130.  Hai orang-orang yang beriman, janganlah kamu memakan riba dengan berlipat gandadan bertakwalah kamu kepada Allah supaya kamu mendapat keberuntungan.

Terus bagaimana dengan bank syariah yang ada di Indonesia?. Ada perbedaan pendapat dalam masalah ini. Ada pendapat yang membolehkan, tetapi ada juga yang tidak. Mengapa tidak, hal ini jika bank konvensional, kemudian membuat anak bank baru dengan tema syariah, walaupun sistemnya syariah tapi ketika dana bank tersebut dari bank konvensional dan digabung dengan bank konvensional maka inilah yang dapat menjadi sesuatu yang haram. Terlebih lagi sistem mudharabah yang dilakukan tidak sebagaimana sistem mudharabah yang semestinya.

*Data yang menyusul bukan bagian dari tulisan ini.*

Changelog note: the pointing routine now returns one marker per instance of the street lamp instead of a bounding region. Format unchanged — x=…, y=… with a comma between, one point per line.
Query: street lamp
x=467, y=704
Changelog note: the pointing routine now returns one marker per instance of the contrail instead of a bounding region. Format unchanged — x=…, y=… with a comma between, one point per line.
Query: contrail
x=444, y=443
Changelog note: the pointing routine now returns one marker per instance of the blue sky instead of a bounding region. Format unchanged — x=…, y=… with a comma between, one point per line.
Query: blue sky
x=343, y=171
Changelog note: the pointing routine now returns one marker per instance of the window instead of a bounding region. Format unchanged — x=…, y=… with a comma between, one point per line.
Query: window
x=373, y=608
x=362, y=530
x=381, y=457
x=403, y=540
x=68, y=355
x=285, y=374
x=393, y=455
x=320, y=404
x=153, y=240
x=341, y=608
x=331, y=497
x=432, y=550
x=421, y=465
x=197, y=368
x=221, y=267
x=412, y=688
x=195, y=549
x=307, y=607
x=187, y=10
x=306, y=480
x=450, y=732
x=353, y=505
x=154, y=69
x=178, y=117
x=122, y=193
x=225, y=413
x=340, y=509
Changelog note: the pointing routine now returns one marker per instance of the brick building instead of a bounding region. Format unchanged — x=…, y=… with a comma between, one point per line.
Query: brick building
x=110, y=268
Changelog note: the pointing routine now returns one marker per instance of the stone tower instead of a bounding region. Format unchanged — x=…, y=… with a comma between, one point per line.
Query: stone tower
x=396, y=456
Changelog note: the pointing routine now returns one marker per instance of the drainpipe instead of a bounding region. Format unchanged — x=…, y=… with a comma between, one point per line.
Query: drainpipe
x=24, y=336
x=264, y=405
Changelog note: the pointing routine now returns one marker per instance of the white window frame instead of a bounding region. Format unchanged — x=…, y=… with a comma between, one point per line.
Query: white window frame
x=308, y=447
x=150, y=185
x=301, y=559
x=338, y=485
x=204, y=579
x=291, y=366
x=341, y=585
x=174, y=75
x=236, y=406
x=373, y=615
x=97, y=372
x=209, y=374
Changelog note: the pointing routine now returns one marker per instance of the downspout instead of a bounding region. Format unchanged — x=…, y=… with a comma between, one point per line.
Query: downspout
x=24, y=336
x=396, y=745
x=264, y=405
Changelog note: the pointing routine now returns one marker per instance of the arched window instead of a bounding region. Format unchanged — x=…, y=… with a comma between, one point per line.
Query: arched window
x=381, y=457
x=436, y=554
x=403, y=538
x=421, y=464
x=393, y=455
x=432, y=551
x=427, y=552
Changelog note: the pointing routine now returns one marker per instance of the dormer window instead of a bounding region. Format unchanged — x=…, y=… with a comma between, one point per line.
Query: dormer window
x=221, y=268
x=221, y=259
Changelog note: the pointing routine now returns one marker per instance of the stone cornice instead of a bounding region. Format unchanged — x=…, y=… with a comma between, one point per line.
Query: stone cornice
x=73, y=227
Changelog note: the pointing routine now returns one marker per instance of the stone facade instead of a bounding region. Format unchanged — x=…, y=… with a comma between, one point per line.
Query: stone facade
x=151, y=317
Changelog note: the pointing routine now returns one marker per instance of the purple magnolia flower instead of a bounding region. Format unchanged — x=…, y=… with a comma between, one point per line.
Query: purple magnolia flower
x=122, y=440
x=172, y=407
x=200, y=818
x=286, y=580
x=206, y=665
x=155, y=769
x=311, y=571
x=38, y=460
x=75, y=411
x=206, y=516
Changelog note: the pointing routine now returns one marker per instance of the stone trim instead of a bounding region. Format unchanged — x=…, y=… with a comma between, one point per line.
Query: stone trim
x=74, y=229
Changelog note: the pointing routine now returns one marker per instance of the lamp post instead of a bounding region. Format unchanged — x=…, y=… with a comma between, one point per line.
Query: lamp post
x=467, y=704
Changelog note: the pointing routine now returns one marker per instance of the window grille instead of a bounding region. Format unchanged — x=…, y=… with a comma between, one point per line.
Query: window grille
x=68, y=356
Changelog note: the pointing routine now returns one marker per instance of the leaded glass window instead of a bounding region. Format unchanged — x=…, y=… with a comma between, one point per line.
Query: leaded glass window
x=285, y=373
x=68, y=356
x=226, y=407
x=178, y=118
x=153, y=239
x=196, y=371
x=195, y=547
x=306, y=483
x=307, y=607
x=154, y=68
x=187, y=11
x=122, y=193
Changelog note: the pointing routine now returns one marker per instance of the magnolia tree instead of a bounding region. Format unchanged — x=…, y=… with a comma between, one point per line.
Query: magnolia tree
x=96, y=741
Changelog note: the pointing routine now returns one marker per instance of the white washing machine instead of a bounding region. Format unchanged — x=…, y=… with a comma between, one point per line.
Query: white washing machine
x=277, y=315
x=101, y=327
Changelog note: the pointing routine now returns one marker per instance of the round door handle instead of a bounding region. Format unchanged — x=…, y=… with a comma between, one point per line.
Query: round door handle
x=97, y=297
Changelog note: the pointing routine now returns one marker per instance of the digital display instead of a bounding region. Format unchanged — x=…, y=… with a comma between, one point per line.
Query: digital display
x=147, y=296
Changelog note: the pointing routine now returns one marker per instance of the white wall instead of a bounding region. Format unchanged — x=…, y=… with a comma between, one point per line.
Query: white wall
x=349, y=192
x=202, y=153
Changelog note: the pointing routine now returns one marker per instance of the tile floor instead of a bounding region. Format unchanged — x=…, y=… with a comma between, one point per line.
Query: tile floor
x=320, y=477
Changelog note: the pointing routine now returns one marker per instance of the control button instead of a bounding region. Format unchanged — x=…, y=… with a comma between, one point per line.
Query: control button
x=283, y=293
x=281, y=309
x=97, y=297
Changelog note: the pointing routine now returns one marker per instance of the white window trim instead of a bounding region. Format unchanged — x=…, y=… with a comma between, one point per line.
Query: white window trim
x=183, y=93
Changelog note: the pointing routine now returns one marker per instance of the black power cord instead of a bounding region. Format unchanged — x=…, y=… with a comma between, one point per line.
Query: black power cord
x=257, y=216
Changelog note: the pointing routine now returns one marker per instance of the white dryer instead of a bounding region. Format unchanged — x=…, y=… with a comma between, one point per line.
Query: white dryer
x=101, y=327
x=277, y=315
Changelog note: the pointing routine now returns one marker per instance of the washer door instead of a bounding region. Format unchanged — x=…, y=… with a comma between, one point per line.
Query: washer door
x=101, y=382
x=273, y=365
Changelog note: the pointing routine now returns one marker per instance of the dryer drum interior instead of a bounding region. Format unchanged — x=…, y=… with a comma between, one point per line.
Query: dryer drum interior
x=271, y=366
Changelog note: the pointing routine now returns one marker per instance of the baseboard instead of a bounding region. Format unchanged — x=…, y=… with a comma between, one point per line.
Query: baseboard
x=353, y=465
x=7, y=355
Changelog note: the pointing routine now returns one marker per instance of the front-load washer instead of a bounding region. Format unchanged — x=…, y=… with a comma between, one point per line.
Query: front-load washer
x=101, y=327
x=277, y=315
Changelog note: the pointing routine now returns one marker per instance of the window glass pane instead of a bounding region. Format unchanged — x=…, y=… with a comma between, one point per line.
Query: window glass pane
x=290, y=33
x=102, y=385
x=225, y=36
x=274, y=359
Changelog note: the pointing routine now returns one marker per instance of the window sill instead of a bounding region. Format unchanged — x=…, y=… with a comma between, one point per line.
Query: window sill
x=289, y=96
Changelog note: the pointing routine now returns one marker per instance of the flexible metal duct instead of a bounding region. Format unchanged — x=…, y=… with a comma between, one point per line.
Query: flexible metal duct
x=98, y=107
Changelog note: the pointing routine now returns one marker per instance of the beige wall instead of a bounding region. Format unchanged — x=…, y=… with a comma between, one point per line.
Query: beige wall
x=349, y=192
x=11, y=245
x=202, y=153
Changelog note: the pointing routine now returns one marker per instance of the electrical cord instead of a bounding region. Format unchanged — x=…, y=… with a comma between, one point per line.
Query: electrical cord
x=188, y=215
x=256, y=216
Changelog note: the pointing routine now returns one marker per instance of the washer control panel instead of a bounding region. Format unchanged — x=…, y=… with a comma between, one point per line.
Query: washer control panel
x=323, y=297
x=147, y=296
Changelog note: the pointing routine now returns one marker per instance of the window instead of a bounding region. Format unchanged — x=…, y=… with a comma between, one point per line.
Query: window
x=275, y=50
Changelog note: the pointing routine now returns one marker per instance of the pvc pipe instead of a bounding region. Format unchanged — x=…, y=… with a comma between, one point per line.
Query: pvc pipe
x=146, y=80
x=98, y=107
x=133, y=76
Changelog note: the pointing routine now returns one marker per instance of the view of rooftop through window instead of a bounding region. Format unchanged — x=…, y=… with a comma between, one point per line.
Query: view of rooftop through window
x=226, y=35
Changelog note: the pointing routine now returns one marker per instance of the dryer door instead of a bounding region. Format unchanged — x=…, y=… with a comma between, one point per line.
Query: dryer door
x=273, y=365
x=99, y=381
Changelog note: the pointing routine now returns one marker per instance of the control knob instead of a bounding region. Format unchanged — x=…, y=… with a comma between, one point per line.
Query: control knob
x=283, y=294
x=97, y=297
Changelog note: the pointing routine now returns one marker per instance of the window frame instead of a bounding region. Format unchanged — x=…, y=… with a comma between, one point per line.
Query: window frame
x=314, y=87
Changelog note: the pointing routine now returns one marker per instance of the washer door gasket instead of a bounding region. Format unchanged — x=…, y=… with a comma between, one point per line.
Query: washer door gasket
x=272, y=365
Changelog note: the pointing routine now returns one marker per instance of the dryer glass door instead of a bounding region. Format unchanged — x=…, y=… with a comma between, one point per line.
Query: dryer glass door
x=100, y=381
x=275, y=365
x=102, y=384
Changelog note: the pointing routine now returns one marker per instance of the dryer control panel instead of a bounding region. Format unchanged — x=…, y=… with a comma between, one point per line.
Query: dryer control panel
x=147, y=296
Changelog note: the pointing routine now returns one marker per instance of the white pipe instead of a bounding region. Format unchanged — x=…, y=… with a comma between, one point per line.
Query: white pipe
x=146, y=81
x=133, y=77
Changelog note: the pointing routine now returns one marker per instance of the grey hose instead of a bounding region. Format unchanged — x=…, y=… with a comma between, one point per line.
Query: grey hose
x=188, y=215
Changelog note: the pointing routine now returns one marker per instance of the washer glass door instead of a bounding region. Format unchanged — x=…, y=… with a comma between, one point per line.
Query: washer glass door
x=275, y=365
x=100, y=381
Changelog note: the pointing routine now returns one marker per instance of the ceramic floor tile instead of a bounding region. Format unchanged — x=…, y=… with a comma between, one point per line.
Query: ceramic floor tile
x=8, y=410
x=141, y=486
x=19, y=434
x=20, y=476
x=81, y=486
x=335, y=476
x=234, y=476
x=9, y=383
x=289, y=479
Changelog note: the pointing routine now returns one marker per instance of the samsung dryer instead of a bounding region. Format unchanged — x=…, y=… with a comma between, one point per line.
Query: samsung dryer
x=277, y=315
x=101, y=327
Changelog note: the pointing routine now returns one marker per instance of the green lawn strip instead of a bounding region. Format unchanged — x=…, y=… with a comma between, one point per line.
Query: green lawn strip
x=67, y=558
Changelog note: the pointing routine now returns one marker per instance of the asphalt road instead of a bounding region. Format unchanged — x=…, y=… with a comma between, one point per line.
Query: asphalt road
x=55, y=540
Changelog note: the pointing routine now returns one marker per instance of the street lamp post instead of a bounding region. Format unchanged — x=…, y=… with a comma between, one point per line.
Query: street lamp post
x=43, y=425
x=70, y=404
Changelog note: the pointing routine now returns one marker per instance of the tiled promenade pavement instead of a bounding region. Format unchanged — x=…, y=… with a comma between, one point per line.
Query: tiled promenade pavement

"Bila tercampur antara hal yang halal dengan hal yang haram, maka lebih dikuatkan yang haram." (Al-Mantsur Fi al-Qawa'id oleh Az Zarkasyi, 1/50 dan Al-Asybah wa an-Nazhoir oleh Jalaluddin As Suyuthy, 105).

Oleh sebab itu, berhati-hati dalam memilih bank, perhatikan dana dari bank tersebut, apakah murni syariah atau bank konvensional yang tidak ingin nasabahnya hilang kemudian membentuk bank lagi dengan kedok syariah

Waulahualam bis shawab.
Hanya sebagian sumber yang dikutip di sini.